My muse disappeared while I was preoccupied with the Thanksgiving, Christmas, and New Year holidays. With all the additional To Do's that time of year brings, writing time was pretty much non-existent so I didn't even notice when she took off for parts unknown.
I discovered her absence when I sat down to write the first Monday in January. She'd stuffed all of my ideas, lines of dialogue, and the conflicts of my hero and heroine into her suitcase and taken them with her. I tried to struggle on without her, managing a sorry page count of 3 whole pages that week.
Thinking if I spent the weekend on some Me time filling the well so to speak, I'd entice her to come back. I didn't know it at the time, but I was deluding myself. The next week, she never showed and I eked out a few more pages. I was now well behind my 100 page goal for the month of January. I started to panic. What if she never came back? What if I'm never able to finish another manuscript?

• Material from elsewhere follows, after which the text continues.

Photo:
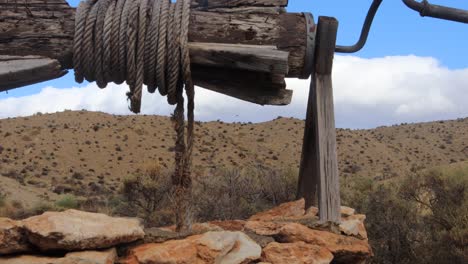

After spending that weekend trying to figure out how to lure her back, I got mad. How dare she leave me high and dry when she knew how important my writing is to me? I decided then and there I was going to write the 25 pages a week that I'd set for myself come hell or high water. Monday I sat down and wrote 5 pages. They were horrid, needed more revision that I could possible describe, but I had 5 pages. I did the same thing Tuesday and Wednesday.
Guess who showed up Thursday in a snit. How dare I write without her? She had all my good ideas, I needed her. I told her to get lost, I didn't need her after all. She stamped her foot like a 5 year old and stormed around the room muttering to herself. I ignored her and kept writing.
She stood next to me, her arms crossed over her chest. "That's really bad, you know."
"I know," I said, "but I can fix it."
She started offering suggestions, great lines of dialogue and description. I couldn't move my fingers over the keyboard fast enough. She perched on the edge of my desk with a smirk. "I guess I showed you. You need me after all."
I just smiled and kept writing because her disappearance taught me something -- I don't necessarily need her. I can write without her. It may need a lot of work, but that's what revisions and rewrites are for.
Having a muse is nice. But not being held hostage to her whims or having to wait for inspiration is even nicer.